Tom Baldwin, Mr Miliband’s former spokesperson, said he believes Mr Starmer can win and he may well be an effective prime minister. But he also criticized his lack of a compelling message and his focus on internal battles, which he said “are not going to help us reconnect with voters.”
“I would prefer the Labor Party to have a conversation with the country about the country,” said Mr Baldwin.
Mr Starmer’s supporters say voters will be disappointed with Mr Johnson in light of his broken promise not to raise taxes, and the government will break through on promises to bring prosperity to neglected areas of the country .
Once “normal” politics resume after the pandemic, voters will eventually warm up to Mr Starmer, they argue. Although he prefers to talk about politics rather than personality, Mr Starmer spoke fondly of his upbringing in a recent interview with Piers Morgan.

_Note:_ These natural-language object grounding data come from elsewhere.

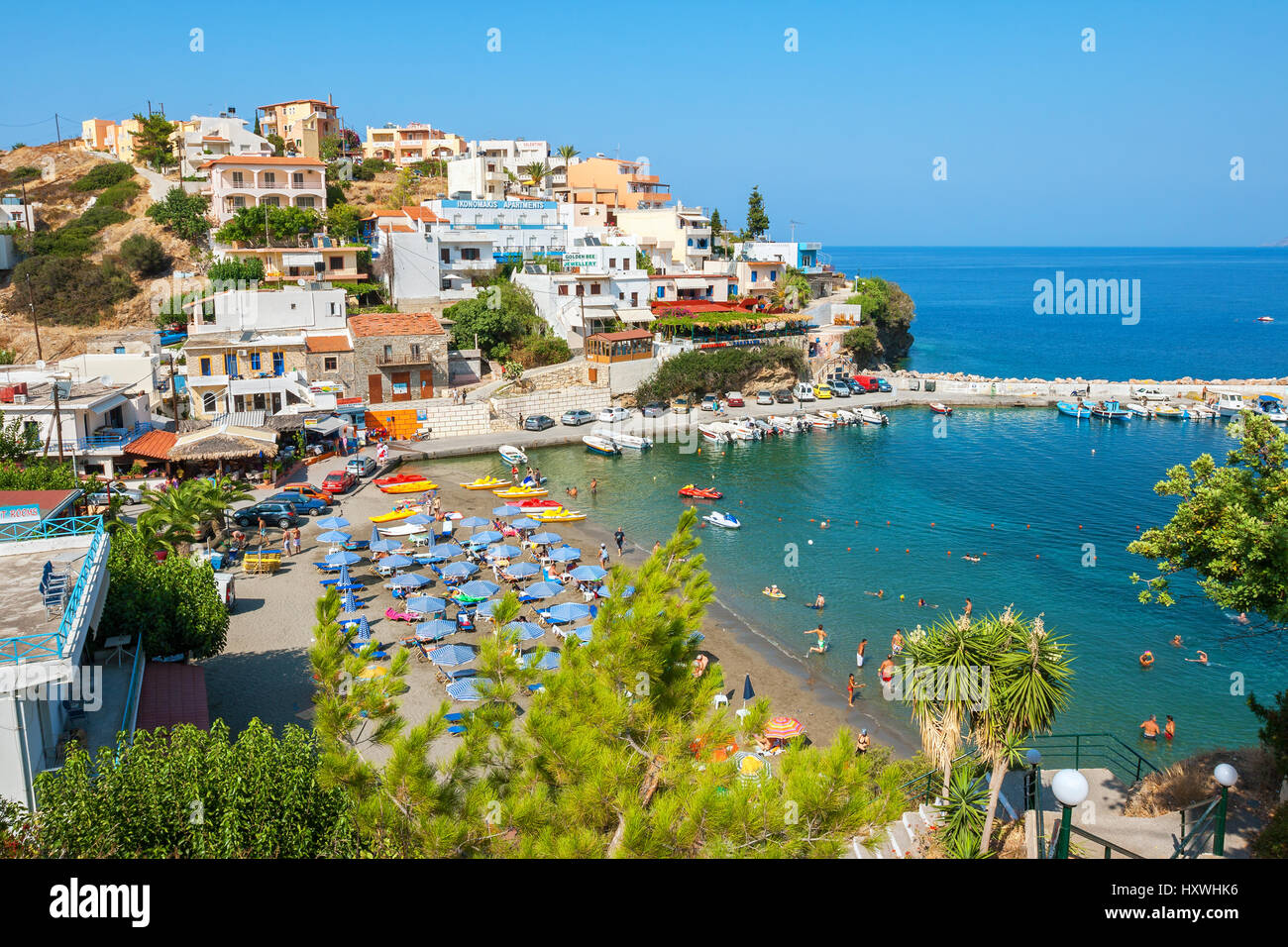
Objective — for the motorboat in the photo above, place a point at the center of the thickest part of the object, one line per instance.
(600, 445)
(621, 440)
(726, 519)
(870, 415)
(1109, 411)
(699, 492)
(417, 486)
(483, 483)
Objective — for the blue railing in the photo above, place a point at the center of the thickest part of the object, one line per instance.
(50, 644)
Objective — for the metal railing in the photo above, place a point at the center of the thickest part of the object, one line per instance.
(43, 644)
(1078, 750)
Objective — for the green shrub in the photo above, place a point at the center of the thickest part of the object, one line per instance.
(103, 175)
(145, 256)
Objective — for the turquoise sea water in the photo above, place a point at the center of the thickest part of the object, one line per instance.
(1022, 488)
(1197, 317)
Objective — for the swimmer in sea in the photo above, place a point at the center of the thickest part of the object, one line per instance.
(820, 647)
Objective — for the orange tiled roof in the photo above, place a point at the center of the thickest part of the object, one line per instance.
(327, 343)
(155, 445)
(394, 324)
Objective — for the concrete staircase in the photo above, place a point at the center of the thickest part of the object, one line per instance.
(900, 839)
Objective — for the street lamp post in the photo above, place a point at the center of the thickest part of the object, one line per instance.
(1227, 776)
(1070, 788)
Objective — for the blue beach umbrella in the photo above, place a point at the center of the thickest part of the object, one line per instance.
(425, 604)
(452, 655)
(459, 570)
(464, 690)
(480, 589)
(410, 581)
(436, 630)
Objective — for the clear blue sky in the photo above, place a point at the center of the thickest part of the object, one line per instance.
(1046, 145)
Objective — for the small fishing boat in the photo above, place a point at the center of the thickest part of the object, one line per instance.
(600, 445)
(699, 492)
(520, 492)
(1109, 411)
(631, 441)
(410, 487)
(397, 478)
(484, 483)
(726, 519)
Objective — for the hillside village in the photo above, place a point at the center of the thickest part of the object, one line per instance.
(283, 269)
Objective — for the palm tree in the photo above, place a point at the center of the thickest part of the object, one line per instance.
(1029, 684)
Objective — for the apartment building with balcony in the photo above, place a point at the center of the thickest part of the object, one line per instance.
(51, 603)
(683, 234)
(398, 356)
(627, 178)
(239, 182)
(303, 124)
(202, 140)
(406, 145)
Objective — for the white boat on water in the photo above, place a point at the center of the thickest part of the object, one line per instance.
(621, 440)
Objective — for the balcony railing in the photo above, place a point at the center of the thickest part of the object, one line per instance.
(42, 644)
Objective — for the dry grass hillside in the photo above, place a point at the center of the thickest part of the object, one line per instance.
(56, 204)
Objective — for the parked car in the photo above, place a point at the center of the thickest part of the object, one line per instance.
(279, 514)
(339, 482)
(303, 505)
(116, 489)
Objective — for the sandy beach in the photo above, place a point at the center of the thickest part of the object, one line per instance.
(265, 669)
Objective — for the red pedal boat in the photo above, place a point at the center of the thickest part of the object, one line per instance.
(699, 492)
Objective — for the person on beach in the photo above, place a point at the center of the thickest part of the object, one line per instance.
(820, 644)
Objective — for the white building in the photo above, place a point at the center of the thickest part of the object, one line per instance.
(205, 138)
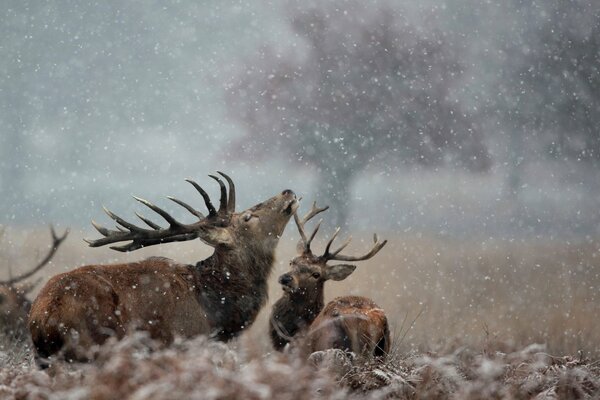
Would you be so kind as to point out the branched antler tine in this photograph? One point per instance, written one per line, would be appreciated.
(191, 209)
(148, 222)
(337, 231)
(172, 221)
(376, 247)
(56, 242)
(120, 220)
(223, 198)
(209, 206)
(300, 227)
(231, 200)
(312, 236)
(342, 247)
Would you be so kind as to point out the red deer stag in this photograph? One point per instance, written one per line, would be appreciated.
(349, 323)
(219, 296)
(14, 304)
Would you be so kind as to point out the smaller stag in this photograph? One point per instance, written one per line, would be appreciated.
(14, 304)
(349, 323)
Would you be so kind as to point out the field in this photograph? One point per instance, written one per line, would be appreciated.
(485, 318)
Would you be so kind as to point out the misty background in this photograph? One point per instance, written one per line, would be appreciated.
(452, 118)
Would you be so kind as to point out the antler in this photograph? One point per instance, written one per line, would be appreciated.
(177, 231)
(56, 242)
(335, 255)
(304, 243)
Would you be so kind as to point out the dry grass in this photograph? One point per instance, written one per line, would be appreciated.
(484, 302)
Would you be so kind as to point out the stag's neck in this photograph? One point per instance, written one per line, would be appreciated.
(233, 288)
(293, 314)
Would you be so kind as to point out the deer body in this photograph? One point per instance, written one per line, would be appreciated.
(14, 307)
(219, 296)
(349, 323)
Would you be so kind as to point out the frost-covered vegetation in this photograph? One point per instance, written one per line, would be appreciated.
(137, 368)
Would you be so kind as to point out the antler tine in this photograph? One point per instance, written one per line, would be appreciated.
(167, 217)
(231, 200)
(146, 221)
(56, 242)
(337, 231)
(300, 227)
(139, 237)
(374, 250)
(223, 200)
(304, 241)
(312, 236)
(191, 209)
(209, 206)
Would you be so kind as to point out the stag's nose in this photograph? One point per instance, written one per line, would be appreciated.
(285, 279)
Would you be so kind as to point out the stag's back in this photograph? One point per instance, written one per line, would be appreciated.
(78, 309)
(351, 323)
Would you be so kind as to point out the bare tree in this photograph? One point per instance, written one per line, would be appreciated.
(370, 89)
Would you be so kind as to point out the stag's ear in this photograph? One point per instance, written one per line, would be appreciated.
(216, 236)
(339, 272)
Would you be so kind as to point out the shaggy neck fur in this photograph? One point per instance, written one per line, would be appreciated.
(292, 313)
(232, 288)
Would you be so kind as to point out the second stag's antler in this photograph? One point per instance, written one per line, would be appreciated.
(56, 242)
(176, 231)
(328, 255)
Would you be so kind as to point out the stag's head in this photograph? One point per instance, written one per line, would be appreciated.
(309, 272)
(255, 228)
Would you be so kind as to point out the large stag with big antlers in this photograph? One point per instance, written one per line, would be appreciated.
(351, 323)
(219, 296)
(14, 304)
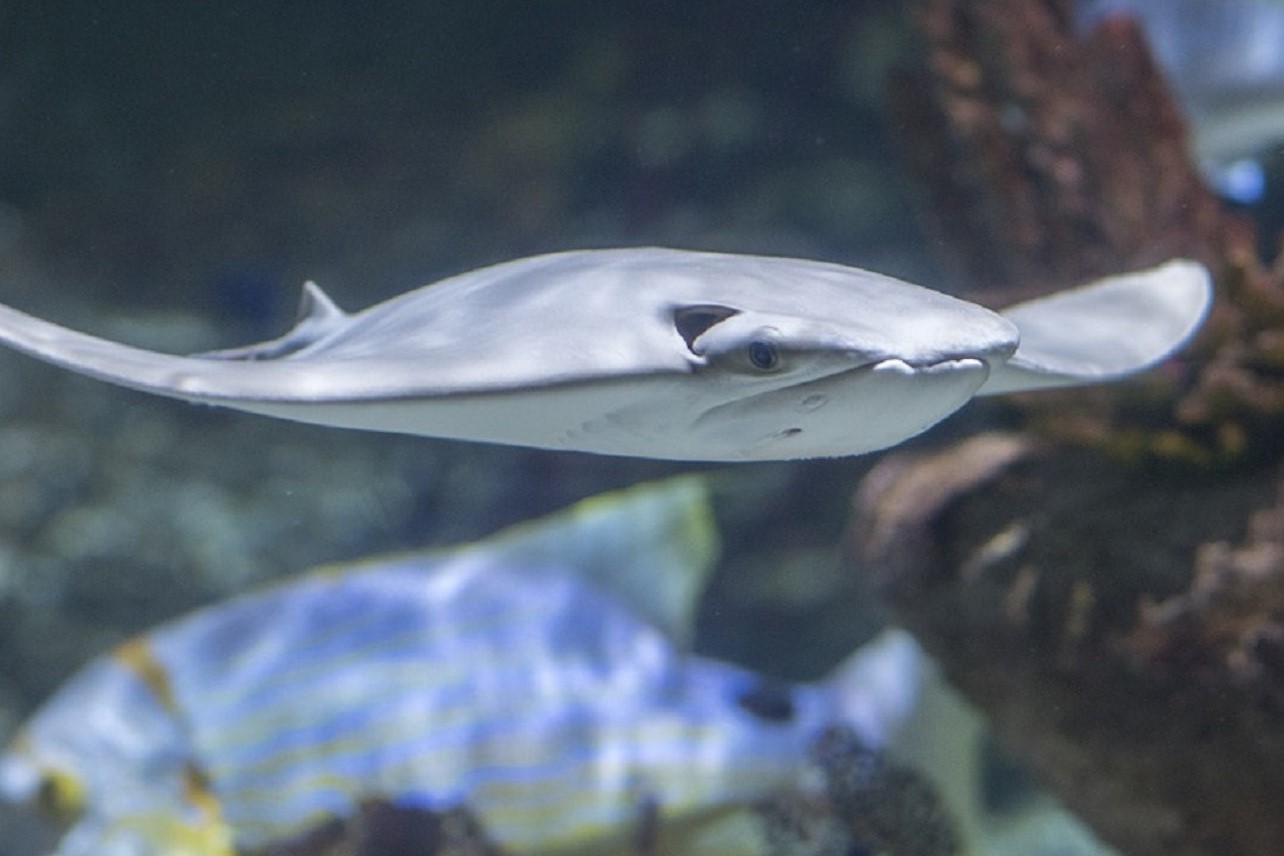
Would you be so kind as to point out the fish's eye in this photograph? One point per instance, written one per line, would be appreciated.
(763, 356)
(768, 701)
(60, 796)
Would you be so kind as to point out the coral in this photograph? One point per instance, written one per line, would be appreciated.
(1050, 157)
(1056, 589)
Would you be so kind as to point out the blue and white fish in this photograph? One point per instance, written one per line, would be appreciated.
(1225, 63)
(537, 680)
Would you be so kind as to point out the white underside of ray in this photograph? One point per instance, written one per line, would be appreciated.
(581, 350)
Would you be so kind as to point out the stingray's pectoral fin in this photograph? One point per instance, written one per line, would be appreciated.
(317, 317)
(1103, 330)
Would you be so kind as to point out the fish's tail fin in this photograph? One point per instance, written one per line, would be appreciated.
(877, 688)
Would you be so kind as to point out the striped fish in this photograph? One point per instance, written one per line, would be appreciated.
(537, 682)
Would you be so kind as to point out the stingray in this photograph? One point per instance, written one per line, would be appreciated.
(661, 353)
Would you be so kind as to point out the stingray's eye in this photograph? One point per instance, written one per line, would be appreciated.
(763, 356)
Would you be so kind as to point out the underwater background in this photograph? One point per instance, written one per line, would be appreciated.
(170, 175)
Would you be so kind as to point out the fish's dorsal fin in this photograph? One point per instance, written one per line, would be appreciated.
(654, 546)
(1103, 330)
(317, 317)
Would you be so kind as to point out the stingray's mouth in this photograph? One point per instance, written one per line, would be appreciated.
(939, 367)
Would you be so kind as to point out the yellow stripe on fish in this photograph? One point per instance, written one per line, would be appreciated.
(536, 680)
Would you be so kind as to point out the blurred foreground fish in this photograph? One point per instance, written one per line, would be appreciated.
(505, 682)
(1225, 62)
(661, 354)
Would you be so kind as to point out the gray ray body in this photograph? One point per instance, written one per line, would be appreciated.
(660, 353)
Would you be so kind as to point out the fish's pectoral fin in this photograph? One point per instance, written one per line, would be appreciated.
(694, 321)
(317, 317)
(1103, 330)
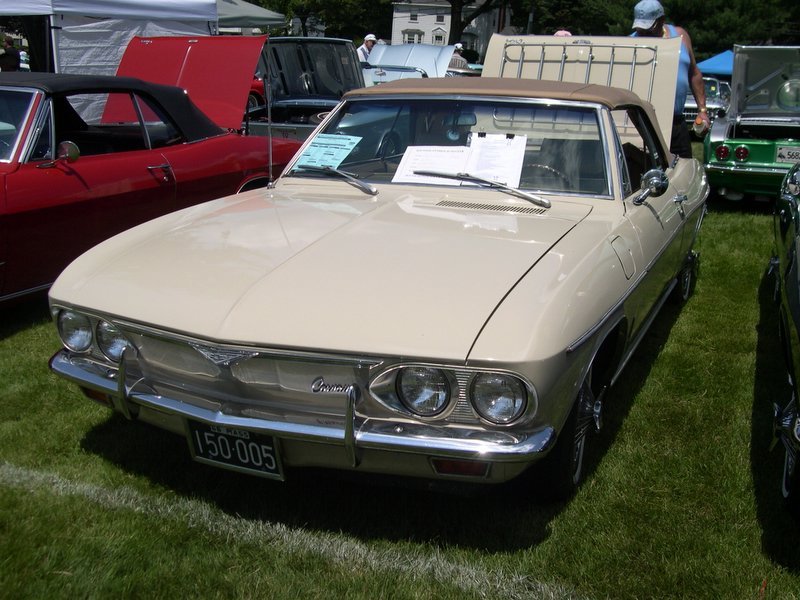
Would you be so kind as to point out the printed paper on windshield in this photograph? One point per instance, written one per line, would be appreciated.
(328, 150)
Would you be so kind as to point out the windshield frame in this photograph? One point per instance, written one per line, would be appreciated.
(593, 115)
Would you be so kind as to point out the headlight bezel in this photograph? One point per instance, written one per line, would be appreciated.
(459, 408)
(93, 344)
(501, 380)
(75, 330)
(436, 377)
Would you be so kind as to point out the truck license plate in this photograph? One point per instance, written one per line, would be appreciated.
(236, 449)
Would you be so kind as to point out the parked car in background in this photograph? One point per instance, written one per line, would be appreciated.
(785, 269)
(411, 61)
(84, 157)
(443, 284)
(309, 76)
(718, 96)
(751, 148)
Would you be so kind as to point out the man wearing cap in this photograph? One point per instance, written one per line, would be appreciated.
(649, 21)
(365, 48)
(457, 61)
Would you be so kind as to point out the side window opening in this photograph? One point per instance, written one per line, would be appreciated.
(638, 146)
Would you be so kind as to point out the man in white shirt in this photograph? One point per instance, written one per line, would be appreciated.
(365, 48)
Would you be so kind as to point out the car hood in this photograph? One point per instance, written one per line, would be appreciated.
(417, 60)
(766, 80)
(216, 71)
(315, 265)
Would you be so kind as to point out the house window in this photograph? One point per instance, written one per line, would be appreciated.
(413, 37)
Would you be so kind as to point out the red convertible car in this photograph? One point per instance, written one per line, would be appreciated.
(85, 157)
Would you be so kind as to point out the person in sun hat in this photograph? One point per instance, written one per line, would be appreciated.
(457, 61)
(365, 48)
(649, 21)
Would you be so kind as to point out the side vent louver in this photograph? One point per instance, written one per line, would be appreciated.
(525, 210)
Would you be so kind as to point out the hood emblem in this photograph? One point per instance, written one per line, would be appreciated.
(223, 357)
(320, 386)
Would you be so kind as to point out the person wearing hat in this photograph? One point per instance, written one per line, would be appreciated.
(457, 61)
(649, 21)
(365, 48)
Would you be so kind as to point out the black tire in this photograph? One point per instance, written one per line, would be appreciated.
(790, 478)
(687, 279)
(563, 470)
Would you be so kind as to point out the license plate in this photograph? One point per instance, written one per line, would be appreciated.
(787, 154)
(236, 449)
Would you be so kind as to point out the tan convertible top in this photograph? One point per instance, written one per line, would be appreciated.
(611, 97)
(516, 88)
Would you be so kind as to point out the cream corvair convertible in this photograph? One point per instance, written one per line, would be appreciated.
(444, 284)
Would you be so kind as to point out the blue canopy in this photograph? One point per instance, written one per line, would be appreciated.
(721, 64)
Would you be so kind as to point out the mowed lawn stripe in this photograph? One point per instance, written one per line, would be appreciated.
(335, 548)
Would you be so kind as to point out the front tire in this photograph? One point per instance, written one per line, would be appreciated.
(563, 470)
(786, 426)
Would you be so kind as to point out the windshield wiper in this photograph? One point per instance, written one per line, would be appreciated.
(349, 177)
(537, 200)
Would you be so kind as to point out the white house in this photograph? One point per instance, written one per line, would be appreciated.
(428, 22)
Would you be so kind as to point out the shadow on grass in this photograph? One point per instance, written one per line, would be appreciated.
(499, 518)
(779, 531)
(22, 314)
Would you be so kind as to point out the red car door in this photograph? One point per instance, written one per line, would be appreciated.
(54, 214)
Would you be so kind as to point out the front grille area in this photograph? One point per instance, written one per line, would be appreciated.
(243, 381)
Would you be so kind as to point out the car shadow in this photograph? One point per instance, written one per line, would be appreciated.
(22, 314)
(779, 530)
(497, 518)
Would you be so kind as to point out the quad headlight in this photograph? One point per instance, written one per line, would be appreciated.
(75, 330)
(498, 397)
(423, 390)
(110, 341)
(88, 334)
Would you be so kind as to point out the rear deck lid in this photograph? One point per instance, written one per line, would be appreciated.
(216, 71)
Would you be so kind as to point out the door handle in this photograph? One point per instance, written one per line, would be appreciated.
(165, 168)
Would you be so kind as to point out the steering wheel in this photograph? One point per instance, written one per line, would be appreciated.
(567, 181)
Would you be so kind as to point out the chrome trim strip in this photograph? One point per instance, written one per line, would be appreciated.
(400, 436)
(748, 170)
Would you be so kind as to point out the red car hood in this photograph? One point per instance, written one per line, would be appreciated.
(216, 71)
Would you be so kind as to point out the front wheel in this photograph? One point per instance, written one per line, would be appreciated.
(563, 470)
(687, 278)
(787, 432)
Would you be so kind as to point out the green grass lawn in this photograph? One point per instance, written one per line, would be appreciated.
(681, 500)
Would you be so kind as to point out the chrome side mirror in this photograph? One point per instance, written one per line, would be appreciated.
(654, 183)
(68, 151)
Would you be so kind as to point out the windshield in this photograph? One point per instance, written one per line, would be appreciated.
(14, 106)
(535, 146)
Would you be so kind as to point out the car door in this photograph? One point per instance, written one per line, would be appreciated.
(57, 208)
(657, 220)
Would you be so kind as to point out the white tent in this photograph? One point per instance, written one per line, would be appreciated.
(90, 36)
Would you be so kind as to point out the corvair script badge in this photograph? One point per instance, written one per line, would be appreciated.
(320, 387)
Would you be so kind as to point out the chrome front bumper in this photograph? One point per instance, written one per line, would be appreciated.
(397, 447)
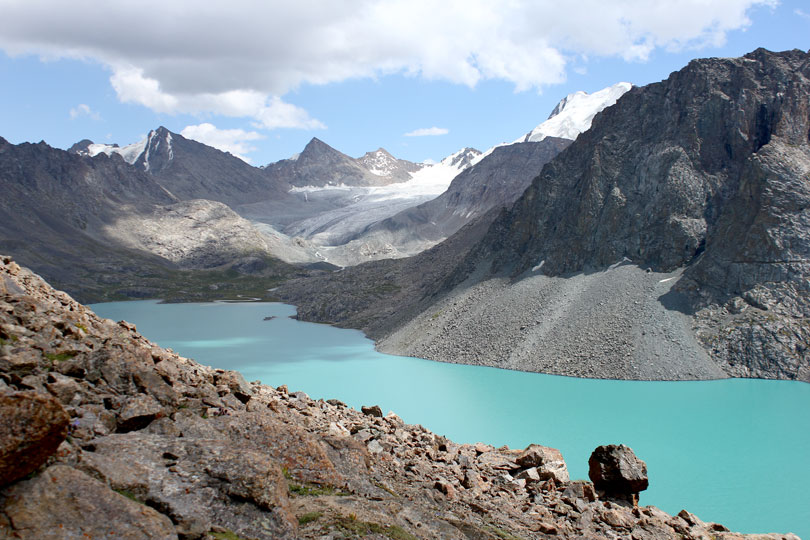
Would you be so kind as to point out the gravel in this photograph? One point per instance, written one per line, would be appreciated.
(620, 323)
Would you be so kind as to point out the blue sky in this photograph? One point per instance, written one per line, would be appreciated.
(260, 79)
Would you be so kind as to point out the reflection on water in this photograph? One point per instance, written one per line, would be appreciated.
(732, 451)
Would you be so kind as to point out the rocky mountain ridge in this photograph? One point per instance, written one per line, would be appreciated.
(123, 439)
(701, 180)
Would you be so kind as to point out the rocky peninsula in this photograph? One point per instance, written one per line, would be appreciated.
(103, 434)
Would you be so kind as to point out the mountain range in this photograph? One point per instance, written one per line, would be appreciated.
(138, 214)
(669, 241)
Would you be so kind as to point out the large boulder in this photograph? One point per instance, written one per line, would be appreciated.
(63, 503)
(32, 426)
(617, 472)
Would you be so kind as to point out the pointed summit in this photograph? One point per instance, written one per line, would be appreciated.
(575, 112)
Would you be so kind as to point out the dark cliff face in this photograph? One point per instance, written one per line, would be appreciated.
(707, 171)
(661, 176)
(192, 170)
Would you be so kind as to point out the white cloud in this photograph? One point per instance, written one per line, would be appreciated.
(275, 114)
(239, 59)
(235, 141)
(425, 132)
(83, 109)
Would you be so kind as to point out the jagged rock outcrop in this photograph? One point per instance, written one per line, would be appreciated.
(702, 180)
(616, 472)
(191, 170)
(102, 227)
(321, 165)
(32, 426)
(214, 456)
(708, 170)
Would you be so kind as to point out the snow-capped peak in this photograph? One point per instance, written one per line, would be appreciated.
(130, 152)
(379, 162)
(574, 113)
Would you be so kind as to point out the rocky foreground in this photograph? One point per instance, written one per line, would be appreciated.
(106, 435)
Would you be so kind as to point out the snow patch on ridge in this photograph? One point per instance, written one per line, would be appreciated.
(574, 114)
(130, 152)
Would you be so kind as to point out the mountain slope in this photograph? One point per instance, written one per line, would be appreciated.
(101, 228)
(700, 180)
(159, 446)
(493, 182)
(191, 170)
(321, 165)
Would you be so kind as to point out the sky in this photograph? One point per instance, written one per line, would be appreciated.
(420, 78)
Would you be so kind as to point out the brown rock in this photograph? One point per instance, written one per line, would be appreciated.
(548, 461)
(445, 487)
(138, 412)
(32, 426)
(615, 470)
(374, 410)
(63, 503)
(237, 384)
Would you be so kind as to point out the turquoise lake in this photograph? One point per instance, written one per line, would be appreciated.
(732, 451)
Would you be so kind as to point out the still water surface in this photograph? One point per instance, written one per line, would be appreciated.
(733, 451)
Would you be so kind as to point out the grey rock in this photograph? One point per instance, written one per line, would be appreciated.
(548, 462)
(63, 503)
(373, 410)
(138, 412)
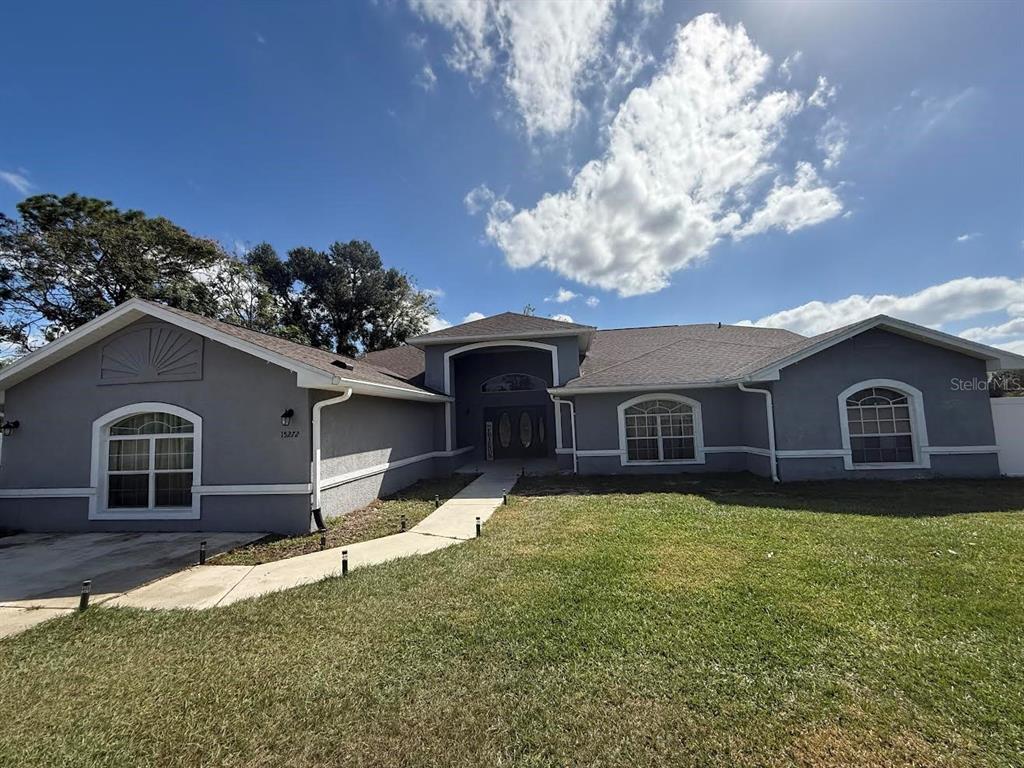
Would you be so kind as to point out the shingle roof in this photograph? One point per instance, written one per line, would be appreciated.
(357, 370)
(406, 361)
(506, 324)
(673, 354)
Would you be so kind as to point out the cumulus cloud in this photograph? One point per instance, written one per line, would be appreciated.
(18, 180)
(543, 48)
(823, 94)
(934, 306)
(563, 295)
(832, 139)
(426, 78)
(684, 167)
(793, 206)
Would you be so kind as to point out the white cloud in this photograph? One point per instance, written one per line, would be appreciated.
(437, 324)
(684, 166)
(832, 139)
(563, 295)
(934, 306)
(785, 69)
(18, 180)
(823, 94)
(804, 203)
(544, 49)
(478, 199)
(426, 78)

Still, his personality is very different from Mr Johnson’s, and most analysts believe his best tactic is to build on his strengths, hoping voters will be drawn to a man who exudes stability after years. political unrest.
It is also essential, according to political analysts, that Mr Starmer gives voters a clear reason to support the Labor Party.
“He has to find a message, he has to be able to communicate that message and be able to sell it, and he hasn’t done any of that so far,” said Professor Fielding. “Competence is not enough.